災害時のローン返済に使える制度

 

2023年5月5日に能登地方で震度6強、5月11日の早朝には千葉県木更津市で震度5弱の、大きな地震が発生しました。被害を受けられた皆様には、心よりお見舞い申し上げます。

さて災害が原因で事業が傾いたり、ローンが返済できなくなる人も少なくありません。こんな時に利用できる制度があることをご存知でしょうか?今回は法人向けではなく個人の利用できる制度になりますが、自然災害債務整理ガイドラインについて、書いていきたいと思います。

 

1.「自然災害債務整理ガイドライン」とはどんなもの?

「自然災害債務整理ガイドライン」は、正式名称を自然災害による被災者の債務整理に関するガイドラインと言います。

これは自然災害によりローンを返せなくなった人を救済するためにある制度です。なおここで書いている自然災害は、災害適応法の適用を受けた災害とされていますので、その点は注意が必要です。

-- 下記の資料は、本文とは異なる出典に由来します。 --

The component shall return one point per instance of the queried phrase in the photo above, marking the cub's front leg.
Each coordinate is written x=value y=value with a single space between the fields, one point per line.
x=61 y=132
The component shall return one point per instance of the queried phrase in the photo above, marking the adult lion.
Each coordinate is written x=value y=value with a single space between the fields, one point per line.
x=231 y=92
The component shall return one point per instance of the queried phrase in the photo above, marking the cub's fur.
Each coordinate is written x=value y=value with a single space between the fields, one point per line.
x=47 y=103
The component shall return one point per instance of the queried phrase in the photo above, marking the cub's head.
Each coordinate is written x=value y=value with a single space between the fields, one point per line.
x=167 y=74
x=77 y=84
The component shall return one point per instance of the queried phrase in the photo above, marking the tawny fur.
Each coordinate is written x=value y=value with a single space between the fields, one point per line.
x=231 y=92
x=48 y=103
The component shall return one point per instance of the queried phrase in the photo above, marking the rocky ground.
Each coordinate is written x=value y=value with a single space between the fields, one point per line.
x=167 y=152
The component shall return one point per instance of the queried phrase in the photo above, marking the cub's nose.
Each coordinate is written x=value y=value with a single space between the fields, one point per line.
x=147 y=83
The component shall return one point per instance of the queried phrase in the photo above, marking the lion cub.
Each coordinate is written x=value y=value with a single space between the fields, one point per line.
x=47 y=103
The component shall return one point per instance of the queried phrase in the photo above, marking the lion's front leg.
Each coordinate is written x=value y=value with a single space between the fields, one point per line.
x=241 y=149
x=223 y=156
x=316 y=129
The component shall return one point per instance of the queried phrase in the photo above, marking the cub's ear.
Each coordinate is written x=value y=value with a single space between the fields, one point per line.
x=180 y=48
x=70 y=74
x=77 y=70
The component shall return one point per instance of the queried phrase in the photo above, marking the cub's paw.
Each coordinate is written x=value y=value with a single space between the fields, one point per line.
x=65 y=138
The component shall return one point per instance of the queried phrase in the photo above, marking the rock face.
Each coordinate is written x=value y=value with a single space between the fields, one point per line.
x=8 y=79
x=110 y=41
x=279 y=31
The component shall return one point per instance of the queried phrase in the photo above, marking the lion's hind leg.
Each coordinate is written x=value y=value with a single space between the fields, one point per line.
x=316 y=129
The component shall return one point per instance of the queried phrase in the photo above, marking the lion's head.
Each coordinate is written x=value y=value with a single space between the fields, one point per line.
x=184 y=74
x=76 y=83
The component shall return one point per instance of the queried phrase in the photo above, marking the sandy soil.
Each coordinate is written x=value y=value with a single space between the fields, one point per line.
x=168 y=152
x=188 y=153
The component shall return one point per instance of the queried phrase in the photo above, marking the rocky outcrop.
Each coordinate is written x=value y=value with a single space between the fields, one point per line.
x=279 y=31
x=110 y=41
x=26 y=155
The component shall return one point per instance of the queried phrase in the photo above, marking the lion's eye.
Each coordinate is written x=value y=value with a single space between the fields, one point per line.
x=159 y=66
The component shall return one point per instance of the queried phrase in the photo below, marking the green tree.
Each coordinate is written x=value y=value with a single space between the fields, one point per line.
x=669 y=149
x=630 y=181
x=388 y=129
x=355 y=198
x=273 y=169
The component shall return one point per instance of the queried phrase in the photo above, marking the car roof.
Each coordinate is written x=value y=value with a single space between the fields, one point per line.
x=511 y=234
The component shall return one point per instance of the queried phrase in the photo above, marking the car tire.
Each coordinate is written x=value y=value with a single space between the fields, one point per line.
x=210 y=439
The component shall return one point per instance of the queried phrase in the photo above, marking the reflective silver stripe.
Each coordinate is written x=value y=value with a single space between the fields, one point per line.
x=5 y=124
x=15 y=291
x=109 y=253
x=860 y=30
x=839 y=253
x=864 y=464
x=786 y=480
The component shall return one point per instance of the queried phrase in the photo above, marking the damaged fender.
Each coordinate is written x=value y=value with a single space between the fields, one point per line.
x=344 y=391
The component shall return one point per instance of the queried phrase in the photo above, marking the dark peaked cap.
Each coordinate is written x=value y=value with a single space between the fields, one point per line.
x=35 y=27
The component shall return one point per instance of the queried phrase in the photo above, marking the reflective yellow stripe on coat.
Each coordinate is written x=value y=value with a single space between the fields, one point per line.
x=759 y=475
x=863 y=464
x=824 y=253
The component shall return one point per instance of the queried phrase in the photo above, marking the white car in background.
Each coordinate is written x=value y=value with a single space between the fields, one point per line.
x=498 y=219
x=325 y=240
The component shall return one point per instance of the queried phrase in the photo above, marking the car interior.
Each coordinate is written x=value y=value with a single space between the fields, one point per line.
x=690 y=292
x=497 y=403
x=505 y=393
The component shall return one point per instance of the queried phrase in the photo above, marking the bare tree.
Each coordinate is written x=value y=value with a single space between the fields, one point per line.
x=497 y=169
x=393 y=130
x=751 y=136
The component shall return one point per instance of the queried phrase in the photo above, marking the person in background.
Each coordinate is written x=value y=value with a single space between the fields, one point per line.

債務整理の際によく聞く「自己破産」や「個人再生」の手続きとは別の「特定調停」という手続きを利用し、借金の減額や免責を行います。
対象となる借り入れはこちらです。

  • 住宅ローン
  • 住宅のリフォームローン
  • 自動車ローン
  • 個人事業主向けの事業者ローン

 

2.ガイドラインを利用できる方

この自然災害債務整理ガイドラインを利用できる人は、下記に該当する人たちです。

  • 災害救助法が適用された自然災害の影響により、住宅ローンや自動車ローン(カーローン)、個人事業主の事業資金用の借り入れなどを返済できない方、または近い将来に返済できなくなくなることが確実と見込まれる方。
  • 破産手続等の法的倒産手続の要件に該当するなど一定の要件を満たした方。

なお法人の債務は、この制度の対象外となります。
さらに災害救助法が適用された市区町村以外に住んでいる方も、対象となる場合があります。

 

3.自然災害債務整理ガイドラインはどこで手続をすればいいの?

まずは「最も高額なローンを組んでいる金融機関」に対して「自然災害債務整理ガイドラインの手続きの利用を希望します」と申し出てください。

受付の窓口は、金融機関によって異なりますので、対象の金融機関に問い合わせて確認しましょう。金融機関では、下記の必要事項をヒアリングされます。

  • 借入先
  • 借入残高
  • 年収や資産(預貯金など)の状況

窓口に行く際は、可能な範囲で借り入れ状況がわかる資料を作り、持っていくことをおすすめします。

金融機関の同意が得られた後は、登録支援機関を通して手続を行います。

登録支援機関は弁護士や税理士等が該当しますが、弁護士に依頼する場合には、お住まいの地域の弁護士会に連絡して依頼することが可能なので、お早めに相談されることをおすすめします。